"Hey, wake up."
The voice came like a thread through darkness—thin, wavering, but just sharp enough to pierce the fog.
"Hey—wake up. We don't have much time."
It pressed in again, more urgent now, cutting through the weight on Noah's chest like a knife. His eyelids fluttered, dragging open with the resistance of rusted iron.
The world blurred in motionless gray. Silent. Suffocating. Cold seeped into his bones like water into stone.

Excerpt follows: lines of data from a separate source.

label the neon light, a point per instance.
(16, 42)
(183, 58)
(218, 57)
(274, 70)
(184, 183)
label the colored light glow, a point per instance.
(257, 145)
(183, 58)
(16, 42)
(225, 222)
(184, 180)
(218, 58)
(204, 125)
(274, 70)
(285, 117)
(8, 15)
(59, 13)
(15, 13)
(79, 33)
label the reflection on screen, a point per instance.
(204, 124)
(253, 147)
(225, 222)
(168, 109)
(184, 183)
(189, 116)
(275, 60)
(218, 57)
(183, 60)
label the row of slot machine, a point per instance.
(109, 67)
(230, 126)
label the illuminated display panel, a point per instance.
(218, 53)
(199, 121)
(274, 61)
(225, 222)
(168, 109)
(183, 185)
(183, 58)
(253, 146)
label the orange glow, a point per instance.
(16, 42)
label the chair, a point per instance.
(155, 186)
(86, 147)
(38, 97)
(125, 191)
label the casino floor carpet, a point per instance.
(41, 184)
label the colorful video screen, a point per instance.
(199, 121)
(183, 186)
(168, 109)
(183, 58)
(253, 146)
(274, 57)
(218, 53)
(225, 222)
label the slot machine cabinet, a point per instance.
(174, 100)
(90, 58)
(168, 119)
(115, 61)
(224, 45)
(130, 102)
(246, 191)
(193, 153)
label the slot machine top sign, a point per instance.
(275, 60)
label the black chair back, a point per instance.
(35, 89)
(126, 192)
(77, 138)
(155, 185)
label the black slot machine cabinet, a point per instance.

For a second, he thought he was dead.
Hovering above him, backlit by a sickly glow, stood a young man. Blond hair wind-tossed, sharp blue eyes brimming with something between warning and resolve. His features were too perfect—like a statue that had decided to breathe. A face untouched by the ruin around them.
"Good, you're awake," the stranger said. His voice was controlled, like he couldn't afford panic. "We have to get out of here. Now."
Noah groaned, rolling upright. His limbs screamed, nerves frayed like snapped wires. "Why…? What's going on?"
The blond man didn't answer right away. He just swept a hand across the horizon.
"Does this look like somewhere you want to stay?"
Noah turned his head—and the illusion of Earth crumbled completely.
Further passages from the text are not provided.